More bicyclists are hitting the country’s roads than ever before. Since 2000, cities as disparate as Detroit and Portland, Ore. have seen two-wheeled traffic increase by more than 400% and 300%, respectively. But there’s a side effect to all those cyclists sharing lanes with motor vehicles: There were 741 bike-related roadway deaths in 2013, according to National Highway Traffic Safety Administration data, up from 621 in 2010. According to the League of American Cyclists, the leading cause of these fatalities were drivers striking bikers from behind.
From backup cameras to side-impact airbags, cars have no shortage of passenger safety technology. But short of better helmets, there have been few improvements that make bikes safer since today’s pedal-to-work phenomenon kicked off in the mid-2000s. With Garmin’s new Varia Rearview Radar, that may change. A $199 bike computer that blends new- and old-school technology, the Varia alerts riders about vehicles approaching from behind—a trick most cars can’t even do.
The battery-powered Varia consists of a head unit, which serves as a display, and a tail unit, which emits radio waves and doubles as a safety light. Well acquainted with bicycle hardware, Garmin shipped this product with an array of mounting gear to ensure the pieces affix firmly to handlebars and seat posts. And they’re also easy to remove, not to mention small enough to tuck in your pocket after locking up your ride.
The head unit’s display is really just a bunch of LED lights, perfect for keeping communications simple. There’s an ambient light sensor that adjusts the display’s brightness (helping save battery life), a connection indicator light, and status lights for both the front and rear unit. But the important lights are in the center column. A threat level LED changes color to indictate a range of factors, from empty roads behind you (green) to a fast approaching car (red). Finally, there’s a pair of vehicle position LEDs which move up the column as approaching cars get closer (the Varia can keep track of two incoming cars at a time).
The tail light is simply that, with the typical flashing light options. But thanks to the integrated radar, it can automatically dim when there’s no car behind you in order to conserve power.
To put the Varia to the truest test, I set the unit up on my neighbor’s road bike and let him put it through its paces. A longtime bike commuter, Tanner Hensley shares the road with cars for 10.8 miles to and from work almost every day. And when he’s not riding to work, he’s riding for fun, racing his mountain bike all over the hills of the Pacific Northwest. Though he tracks all his rides, he’s not a fan of crowding his handlebars with gear. He uses an iPhone app to measure himself against other commuters, and tracks his mountain bike rides with a Garmin GPS watch.
“That being said, [the Varia] is pretty cool as a stand-alone device,” says Hensley, who thinks the display is small enough that it’s not in the way. “It’s much easier to take a quick glance down than to crane my neck around every couple minutes to see if a car is coming.”
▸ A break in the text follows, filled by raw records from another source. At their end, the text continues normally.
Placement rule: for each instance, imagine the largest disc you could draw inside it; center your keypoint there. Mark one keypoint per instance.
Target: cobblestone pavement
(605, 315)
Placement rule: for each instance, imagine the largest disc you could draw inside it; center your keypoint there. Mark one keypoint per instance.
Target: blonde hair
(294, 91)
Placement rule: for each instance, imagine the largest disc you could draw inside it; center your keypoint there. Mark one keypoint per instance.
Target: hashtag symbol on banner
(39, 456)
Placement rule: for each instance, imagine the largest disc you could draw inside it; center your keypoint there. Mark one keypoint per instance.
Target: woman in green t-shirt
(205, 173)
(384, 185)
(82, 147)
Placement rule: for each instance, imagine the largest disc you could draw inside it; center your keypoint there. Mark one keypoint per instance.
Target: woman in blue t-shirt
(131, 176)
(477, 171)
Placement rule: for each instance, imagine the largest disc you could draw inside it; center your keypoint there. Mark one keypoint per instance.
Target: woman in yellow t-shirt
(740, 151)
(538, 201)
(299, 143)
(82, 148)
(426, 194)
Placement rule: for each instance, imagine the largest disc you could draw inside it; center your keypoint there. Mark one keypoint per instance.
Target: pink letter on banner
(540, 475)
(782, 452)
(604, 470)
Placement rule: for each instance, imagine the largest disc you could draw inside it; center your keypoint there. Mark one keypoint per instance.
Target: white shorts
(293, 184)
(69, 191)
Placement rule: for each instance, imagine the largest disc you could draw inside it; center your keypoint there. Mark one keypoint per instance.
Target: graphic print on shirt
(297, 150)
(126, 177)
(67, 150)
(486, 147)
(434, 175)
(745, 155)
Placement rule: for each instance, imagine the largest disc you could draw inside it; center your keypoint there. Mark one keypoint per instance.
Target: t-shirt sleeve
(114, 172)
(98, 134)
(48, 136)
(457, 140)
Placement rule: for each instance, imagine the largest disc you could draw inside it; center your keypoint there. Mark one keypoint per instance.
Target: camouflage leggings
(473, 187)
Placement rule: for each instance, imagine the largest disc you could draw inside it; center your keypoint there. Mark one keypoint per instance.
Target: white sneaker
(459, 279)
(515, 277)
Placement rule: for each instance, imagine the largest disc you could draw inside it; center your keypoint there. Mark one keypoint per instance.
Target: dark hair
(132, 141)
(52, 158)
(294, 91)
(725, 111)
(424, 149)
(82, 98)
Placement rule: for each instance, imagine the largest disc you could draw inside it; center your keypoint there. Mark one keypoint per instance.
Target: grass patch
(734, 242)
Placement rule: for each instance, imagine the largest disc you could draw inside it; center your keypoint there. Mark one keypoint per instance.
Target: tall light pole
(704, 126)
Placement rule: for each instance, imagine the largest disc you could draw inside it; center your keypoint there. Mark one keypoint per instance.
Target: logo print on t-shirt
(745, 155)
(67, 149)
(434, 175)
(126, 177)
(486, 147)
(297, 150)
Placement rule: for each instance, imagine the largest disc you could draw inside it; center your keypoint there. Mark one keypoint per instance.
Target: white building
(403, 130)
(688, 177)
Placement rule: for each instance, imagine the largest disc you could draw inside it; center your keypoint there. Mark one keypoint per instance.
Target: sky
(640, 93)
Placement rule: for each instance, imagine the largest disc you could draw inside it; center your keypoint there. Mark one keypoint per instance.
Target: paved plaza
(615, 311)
Hensley’s commute is riddled with turns that cars tend to take too quickly, overtaking him too fast and too close for his comfort. The Rearview Radar did a good job of alerting him of these speed demons in advance, he says: “I’ve kind of come to depend on it over the last week.”
But there was one situation in which the Rearview Radar didn’t work as well as advertised. When a vehicle approached from behind and matched Hensley’s speed, the gas-guzzler dropped off his radar. Assuming it turned onto another street—and with his bike lane ending—Hensley took the middle of the lane. Then, all of a sudden, he heard the car right behind him floor it and shoot out to his left, missing him by inches as it passed.
“Once I was aware of this little quirk, it wasn’t such a big deal,” he says. “In any case, it would probably be a good idea to hazard a quick rearward glance before making any left hand turns or taking the lane.”
You could say a problem like this defeats the purpose of installing such a device on your bike, but that’s not the case. On cars, for example, blind-spot detectors are designed to boost driver awareness, not to let them change lanes without looking in the mirror at all.
So why not just install one of those tiny rear-view mirrors that hangs off your helmet? “That’s not really an option for me personally,” says Hensley. “It’s dorky, obnoxious, and creates a little blind spot. Also, crashing with one of those things attached to your helmet—I feel like you’re asking to get your eye stabbed out.”